Bovenstaande levert een schending op van artikel 6 EVRM. De schending is echter niet zo ernstig dat zij dwingt tot het oordeel dat het openbaar ministerie niet-ontvankelijk verklaard dient te worden. Het hof zal bij de strafoplegging wél rekening houden met de vastgestelde schending. In plaats van de op zichzelf aangewezen onvoorwaardelijke gevangenisstraf voor de duur van 21 maanden, zal het hof een onvoorwaardelijke gevangenisstraf voor de duur van 15 maanden opleggen, met daarnaast de door de advocaat-generaal gevorderde geldboete.
Weliswaar heeft verdachte aangevoerd dat hij die boete niet kan betalen, maar het hof is hiervan niet overtuigd, mede nu de raadsman ter terechtzitting heeft medegedeeld geen bescheiden te kunnen overleggen met betrekking tot de financiële draagkracht van verdachte en verdachte inmiddels, na zijn faillietverklaring, op naam van zijn dochter een bedrijf is begonnen.
Het onder 1 en 2 tenlastegelegde en bewezenverklaarde is begaan met betrekking tot de hierna te noemen inbeslaggenomen en nog niet teruggegeven voorwerpen. Zij behoren de veroordeelde toe.
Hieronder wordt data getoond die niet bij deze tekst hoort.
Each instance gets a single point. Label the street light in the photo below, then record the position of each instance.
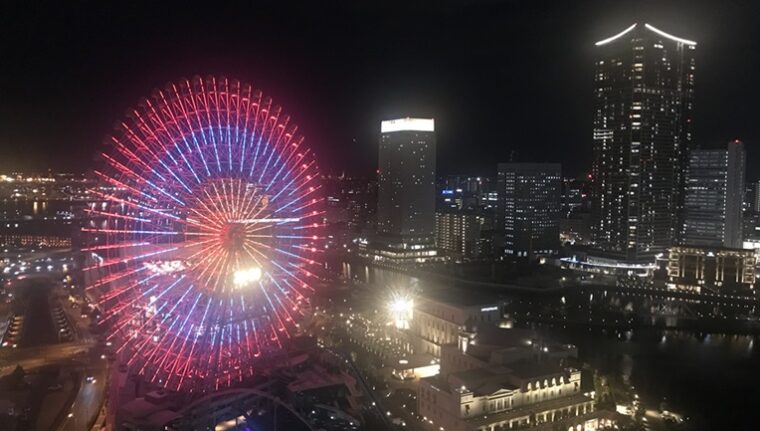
(401, 309)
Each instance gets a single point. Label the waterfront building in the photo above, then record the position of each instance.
(643, 130)
(529, 208)
(458, 233)
(714, 197)
(406, 191)
(506, 379)
(711, 269)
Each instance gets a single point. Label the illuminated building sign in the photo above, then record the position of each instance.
(408, 125)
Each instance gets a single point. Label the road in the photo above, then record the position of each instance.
(89, 399)
(35, 357)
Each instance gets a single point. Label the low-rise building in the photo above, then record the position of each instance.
(496, 379)
(697, 268)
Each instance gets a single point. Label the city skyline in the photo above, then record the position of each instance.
(464, 215)
(476, 107)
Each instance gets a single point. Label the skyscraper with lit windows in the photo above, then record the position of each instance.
(406, 190)
(715, 197)
(643, 104)
(529, 208)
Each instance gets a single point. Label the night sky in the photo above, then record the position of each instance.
(497, 76)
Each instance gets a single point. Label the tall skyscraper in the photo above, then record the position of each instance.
(714, 197)
(458, 233)
(643, 103)
(406, 190)
(754, 202)
(529, 208)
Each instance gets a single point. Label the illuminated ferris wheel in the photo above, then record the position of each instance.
(207, 238)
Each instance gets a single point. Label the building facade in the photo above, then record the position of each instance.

Zij zullen daarom worden verbeurd verklaard.
Het hof heeft hierbij rekening gehouden met de draagkracht van verdachte.
Het onder 1 en 2 tenlastegelegde en bewezenverklaarde is begaan met betrekking tot de hierna te noemen inbeslaggenomen en nog niet teruggegeven voorwerpen. Zij zullen aan het verkeer worden onttrokken aangezien het ongecontroleerde bezit daarvan in strijd is met het algemeen belang en de wet.
Toepasselijke wettelijke voorschriften
Het hof heeft gelet op de artikelen 31, 31a en 31b van de Auteurswet 1912 en de artikelen 24, 33, 33a, 36b, 36c, 36d en 57 van het Wetboek van Strafrecht.
Deze voorschriften zijn toegepast, zoals zij golden ten tijde van het bewezenverklaarde.
Vernietigt het vonnis waarvan beroep en doet opnieuw recht:
Verklaart zoals hiervoor overwogen bewezen dat verdachte het onder 1 en 2 tenlastegelegde heeft begaan.
Verklaart niet bewezen hetgeen verdachte meer of anders is tenlastegelegd dan hierboven is bewezenverklaard en spreekt verdachte daarvan vrij.
Verklaart het bewezenverklaarde strafbaar, kwalificeert dit als hiervoor vermeld en verklaart verdachte strafbaar.
Veroordeelt verdachte tot een gevangenisstraf voor de duur van 15 (vijftien) maanden.
Bepaalt dat de tijd, door verdachte vóór de tenuitvoerlegging van deze uitspraak in detentie in België ter fine van uitlevering doorgebracht, alsmede in verzekering en voorlopige hechtenis doorgebracht, bij de tenuitvoerlegging van de opgelegde gevangenisstraf geheel in mindering zal worden gebracht.
Veroordeelt verdachte tot een geldboete van EUR 20.000,00 (twintigduizend euro), bij gebreke van betaling en verhaal te vervangen door 130 (honderddertig) dagen hechtenis.
De in beslag genomen voorwerpen
Verklaart verbeurd de inbeslaggenomen, nog niet teruggegeven voorwerpen, te weten:
de goederen genoemd onder de nummers 7, 11-15, 17-46, 48, 52, 54-66 in de als bijlage IV aan dit arrest gehechte beslaglijst.
Beveelt de onttrekking aan het verkeer van de inbeslaggenomen, nog niet teruggegeven voorwerpen, te weten:
de goederen genoemd onder de nummers 1-6, 8-10, 16, 47, 49, 50 en 67 in de als bijlage IV aan dit arrest gehechte beslaglijst.
Gelast de teruggave aan verdachte van de inbeslaggenomen, nog niet teruggegeven voorwerpen, te weten:
de goederen genoemd onder de nummers 51 en 53 in de als bijlage IV aan dit arrest gehechte beslaglijst.
Aldus gewezen door
mr Y.A.J.M. van Kuijck, voorzitter,
mr R. de Groot en mr J.P.M. Kooijmans, raadsheren,
in tegenwoordigheid van mr K.J.F. Roelofs, griffier,
en op 19 maart 2008 ter openbare terechtzitting uitgesproken.